Corporate documents require verification of the natural person's identity and review of the authority claimed, such as a board resolution, secretary's certificate, partnership authority, or other proof. The notary does not certify the truth of corporate representations beyond what the notarial act properly covers.
Affidavits and certifications require an actual oath or affirmation. The affiant must understand that the statement is sworn, and the notary must not convert an unsworn declaration into an affidavit merely by attaching a jurat.
Documents involving elderly, ill, detained, overseas, or otherwise vulnerable principals require heightened attention to capacity, voluntariness, and absence of undue influence. The video conference must allow the notary to communicate directly with the principal, not merely with the person assisting the principal.
Substantive Limits
Remote notarization does not validate an illegal, simulated, or fraudulent transaction. It does not supply missing consent, cure incapacity, authorize unauthorized representation, or make a forged signature genuine.

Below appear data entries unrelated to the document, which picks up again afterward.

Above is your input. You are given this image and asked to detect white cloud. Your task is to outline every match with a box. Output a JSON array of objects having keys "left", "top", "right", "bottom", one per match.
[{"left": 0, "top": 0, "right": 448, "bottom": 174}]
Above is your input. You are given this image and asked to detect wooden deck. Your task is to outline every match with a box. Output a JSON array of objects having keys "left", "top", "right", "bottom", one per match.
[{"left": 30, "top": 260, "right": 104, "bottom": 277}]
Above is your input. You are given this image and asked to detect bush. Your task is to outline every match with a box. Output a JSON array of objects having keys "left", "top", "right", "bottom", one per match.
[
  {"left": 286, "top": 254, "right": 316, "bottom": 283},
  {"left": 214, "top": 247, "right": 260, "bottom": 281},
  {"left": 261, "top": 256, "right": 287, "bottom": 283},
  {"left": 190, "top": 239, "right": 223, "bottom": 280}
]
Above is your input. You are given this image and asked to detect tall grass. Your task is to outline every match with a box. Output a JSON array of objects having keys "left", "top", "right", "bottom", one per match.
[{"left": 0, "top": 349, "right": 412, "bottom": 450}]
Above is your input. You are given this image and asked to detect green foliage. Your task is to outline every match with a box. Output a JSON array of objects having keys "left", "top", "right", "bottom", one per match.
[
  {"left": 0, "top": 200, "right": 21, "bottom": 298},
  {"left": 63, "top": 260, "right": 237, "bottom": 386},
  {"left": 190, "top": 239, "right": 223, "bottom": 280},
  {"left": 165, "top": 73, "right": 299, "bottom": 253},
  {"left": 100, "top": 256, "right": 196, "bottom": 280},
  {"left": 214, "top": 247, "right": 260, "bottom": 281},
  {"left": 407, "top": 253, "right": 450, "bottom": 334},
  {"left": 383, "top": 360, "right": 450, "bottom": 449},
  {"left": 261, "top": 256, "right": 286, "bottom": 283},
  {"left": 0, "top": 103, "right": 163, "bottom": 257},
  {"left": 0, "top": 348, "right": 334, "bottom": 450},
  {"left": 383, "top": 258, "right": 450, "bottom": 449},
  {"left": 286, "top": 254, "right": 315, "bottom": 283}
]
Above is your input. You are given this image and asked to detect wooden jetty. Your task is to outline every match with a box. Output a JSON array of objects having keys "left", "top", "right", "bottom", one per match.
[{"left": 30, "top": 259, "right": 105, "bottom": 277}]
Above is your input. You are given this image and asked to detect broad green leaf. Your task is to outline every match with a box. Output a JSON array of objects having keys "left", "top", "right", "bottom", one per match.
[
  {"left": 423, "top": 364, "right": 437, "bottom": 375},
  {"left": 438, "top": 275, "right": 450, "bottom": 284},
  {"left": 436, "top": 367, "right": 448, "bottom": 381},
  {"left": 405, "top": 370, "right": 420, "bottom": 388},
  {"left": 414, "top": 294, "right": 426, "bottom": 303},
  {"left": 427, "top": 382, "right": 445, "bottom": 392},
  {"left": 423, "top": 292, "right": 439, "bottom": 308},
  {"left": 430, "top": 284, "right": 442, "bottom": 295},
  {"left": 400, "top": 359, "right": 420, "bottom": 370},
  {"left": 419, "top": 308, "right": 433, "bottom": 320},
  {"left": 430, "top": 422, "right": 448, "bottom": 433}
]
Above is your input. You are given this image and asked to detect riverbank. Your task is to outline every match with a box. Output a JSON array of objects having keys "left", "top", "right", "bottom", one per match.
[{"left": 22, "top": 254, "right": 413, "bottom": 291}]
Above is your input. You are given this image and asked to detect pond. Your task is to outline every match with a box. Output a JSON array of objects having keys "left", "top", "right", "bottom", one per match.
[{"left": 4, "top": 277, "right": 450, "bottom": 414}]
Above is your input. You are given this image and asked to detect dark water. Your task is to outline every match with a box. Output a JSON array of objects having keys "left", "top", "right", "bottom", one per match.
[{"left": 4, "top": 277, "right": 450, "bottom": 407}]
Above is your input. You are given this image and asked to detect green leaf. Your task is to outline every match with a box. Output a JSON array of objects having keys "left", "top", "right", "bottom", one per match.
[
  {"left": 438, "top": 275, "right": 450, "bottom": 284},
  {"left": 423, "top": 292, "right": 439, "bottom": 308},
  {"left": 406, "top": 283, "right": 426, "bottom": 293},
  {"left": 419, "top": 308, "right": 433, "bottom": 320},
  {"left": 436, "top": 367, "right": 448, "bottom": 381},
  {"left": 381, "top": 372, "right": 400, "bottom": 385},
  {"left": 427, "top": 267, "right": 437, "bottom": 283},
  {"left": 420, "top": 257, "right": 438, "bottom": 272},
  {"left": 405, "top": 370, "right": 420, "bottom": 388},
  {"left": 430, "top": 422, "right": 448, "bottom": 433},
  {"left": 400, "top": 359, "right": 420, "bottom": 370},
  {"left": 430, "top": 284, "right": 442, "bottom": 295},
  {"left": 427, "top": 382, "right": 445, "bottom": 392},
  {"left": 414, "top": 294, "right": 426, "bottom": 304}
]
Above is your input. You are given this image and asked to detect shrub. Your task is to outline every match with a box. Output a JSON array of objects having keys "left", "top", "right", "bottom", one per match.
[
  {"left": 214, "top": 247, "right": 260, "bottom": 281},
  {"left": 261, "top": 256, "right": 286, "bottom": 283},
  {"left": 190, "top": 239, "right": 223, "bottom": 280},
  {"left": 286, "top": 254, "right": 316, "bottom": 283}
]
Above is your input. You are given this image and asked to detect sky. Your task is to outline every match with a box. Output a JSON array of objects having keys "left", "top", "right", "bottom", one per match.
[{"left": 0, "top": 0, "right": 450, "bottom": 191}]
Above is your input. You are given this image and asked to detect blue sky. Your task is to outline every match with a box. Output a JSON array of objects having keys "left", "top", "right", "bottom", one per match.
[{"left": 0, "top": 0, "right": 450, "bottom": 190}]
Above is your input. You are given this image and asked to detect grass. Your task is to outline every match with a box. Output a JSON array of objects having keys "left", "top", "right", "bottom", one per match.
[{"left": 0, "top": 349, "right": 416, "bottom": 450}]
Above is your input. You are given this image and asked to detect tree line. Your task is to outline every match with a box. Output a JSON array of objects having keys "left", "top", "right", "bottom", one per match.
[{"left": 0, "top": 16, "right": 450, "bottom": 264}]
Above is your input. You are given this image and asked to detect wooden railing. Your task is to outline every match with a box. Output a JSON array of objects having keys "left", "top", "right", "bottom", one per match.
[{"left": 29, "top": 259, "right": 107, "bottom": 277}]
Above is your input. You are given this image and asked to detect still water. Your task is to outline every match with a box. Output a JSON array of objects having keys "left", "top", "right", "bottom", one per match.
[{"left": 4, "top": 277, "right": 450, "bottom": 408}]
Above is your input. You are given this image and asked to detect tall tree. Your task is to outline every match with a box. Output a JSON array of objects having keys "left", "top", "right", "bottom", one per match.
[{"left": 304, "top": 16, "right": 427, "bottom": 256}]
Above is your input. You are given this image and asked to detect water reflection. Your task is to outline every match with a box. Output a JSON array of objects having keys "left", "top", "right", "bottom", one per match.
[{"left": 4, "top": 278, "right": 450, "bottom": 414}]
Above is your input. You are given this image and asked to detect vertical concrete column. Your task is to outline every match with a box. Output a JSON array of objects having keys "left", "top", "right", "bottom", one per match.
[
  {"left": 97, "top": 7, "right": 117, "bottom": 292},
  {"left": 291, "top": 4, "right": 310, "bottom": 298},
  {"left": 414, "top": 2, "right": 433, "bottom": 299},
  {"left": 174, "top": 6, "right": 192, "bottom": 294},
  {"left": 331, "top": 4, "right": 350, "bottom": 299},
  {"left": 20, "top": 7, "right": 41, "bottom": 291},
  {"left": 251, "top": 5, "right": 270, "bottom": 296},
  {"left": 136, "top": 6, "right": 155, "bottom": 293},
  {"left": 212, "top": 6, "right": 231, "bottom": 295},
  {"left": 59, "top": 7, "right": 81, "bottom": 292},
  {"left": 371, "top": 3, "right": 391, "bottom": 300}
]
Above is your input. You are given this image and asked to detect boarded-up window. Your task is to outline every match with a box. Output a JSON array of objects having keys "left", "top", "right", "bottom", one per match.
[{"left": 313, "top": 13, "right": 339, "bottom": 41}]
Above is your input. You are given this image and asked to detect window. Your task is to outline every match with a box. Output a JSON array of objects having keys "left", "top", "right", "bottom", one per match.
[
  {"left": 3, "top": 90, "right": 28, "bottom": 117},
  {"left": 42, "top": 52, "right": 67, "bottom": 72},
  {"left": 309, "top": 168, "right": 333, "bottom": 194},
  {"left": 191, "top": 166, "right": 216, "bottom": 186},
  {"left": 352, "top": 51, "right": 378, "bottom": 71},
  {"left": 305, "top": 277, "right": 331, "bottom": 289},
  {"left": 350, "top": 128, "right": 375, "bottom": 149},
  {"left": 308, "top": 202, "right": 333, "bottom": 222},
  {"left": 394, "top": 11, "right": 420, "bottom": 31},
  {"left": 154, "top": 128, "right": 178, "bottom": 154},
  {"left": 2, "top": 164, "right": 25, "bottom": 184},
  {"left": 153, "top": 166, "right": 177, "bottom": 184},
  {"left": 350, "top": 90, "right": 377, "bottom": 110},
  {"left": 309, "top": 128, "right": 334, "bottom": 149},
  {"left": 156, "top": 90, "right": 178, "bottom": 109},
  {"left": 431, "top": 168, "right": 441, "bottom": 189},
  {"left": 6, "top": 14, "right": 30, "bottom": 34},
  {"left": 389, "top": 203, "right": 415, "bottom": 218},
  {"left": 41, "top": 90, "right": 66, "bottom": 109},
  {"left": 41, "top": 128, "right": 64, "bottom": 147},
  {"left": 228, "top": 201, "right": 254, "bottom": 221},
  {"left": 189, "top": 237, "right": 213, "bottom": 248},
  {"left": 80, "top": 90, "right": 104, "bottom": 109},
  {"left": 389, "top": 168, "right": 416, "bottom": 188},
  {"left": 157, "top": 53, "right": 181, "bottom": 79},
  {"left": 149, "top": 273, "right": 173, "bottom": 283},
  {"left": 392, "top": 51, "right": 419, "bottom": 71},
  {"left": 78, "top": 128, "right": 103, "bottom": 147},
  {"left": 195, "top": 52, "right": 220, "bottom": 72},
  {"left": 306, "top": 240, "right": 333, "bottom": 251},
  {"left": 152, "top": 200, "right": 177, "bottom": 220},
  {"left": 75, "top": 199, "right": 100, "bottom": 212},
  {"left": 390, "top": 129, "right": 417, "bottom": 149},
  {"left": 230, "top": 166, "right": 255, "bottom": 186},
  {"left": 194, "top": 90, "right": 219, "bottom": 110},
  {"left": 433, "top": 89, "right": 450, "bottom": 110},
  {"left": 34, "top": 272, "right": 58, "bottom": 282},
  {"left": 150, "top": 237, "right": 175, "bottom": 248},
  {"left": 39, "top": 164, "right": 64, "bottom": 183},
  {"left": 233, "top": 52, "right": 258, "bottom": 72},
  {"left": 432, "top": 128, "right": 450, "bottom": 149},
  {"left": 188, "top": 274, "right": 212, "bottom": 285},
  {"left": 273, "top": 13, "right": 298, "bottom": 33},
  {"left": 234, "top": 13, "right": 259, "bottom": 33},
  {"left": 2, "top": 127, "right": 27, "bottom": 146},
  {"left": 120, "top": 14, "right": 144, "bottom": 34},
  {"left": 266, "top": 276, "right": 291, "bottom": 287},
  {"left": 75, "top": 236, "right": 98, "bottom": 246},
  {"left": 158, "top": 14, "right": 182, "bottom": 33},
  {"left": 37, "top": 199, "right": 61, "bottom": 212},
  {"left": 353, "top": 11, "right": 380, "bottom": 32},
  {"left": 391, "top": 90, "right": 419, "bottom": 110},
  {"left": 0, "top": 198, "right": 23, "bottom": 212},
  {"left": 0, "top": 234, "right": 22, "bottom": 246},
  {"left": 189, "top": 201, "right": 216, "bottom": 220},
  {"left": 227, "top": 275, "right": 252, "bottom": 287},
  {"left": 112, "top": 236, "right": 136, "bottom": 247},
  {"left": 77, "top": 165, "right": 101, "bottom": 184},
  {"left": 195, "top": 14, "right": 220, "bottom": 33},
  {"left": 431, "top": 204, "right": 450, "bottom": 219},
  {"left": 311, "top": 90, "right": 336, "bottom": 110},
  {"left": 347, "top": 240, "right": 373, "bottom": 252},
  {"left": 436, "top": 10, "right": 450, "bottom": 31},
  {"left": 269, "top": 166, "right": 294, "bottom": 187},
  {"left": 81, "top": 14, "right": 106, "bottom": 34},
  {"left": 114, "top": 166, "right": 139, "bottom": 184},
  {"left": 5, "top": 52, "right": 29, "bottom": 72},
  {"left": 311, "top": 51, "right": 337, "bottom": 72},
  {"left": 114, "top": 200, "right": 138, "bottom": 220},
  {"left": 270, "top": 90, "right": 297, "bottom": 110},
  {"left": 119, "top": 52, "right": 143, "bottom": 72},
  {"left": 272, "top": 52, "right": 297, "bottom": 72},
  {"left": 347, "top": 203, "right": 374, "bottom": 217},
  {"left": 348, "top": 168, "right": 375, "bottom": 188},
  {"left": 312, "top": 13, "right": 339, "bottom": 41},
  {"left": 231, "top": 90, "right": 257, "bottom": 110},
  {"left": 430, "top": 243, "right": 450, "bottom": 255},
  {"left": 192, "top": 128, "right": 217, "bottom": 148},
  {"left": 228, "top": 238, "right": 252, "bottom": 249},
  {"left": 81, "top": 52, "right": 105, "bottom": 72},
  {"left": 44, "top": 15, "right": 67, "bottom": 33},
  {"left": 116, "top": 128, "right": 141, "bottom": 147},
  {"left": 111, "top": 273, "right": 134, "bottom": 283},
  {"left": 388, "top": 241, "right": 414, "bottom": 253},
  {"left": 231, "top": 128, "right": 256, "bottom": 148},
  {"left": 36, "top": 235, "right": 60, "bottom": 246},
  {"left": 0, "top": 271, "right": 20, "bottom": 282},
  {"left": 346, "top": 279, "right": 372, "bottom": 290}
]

Remote notarization does not override formalities imposed by substantive law. If the governing law requires witnesses, a public instrument, specific acknowledgments, special forms, board approvals, spousal consent, or registration, those requirements remain separate from the notarial method.
Remote notarization does not require a person to accept a document for a purpose beyond what the law allows. Courts, registries, agencies, banks, foreign authorities, and private institutions may still examine whether the notarization was valid and whether the document satisfies the requirements for the intended use.
Operational Rules Worth Remembering
- Remote notarization preserves personal appearance through live audiovisual communication; it does not eliminate personal appearance.
- The document remains a paper instrument; a scanned copy is not the notarized original.
- The notary must personally verify identity, capacity, voluntariness, and the proper notarial act.
- The notary's territorial commission and ordinary notarial duties continue to control.
- The certificate and register must truthfully reflect the remote manner of appearance.
- A valid remote notarization has the ordinary effect of a proper notarization of the same paper document.
- A defective remote notarization may strip the document of public character and expose the notary to administrative discipline.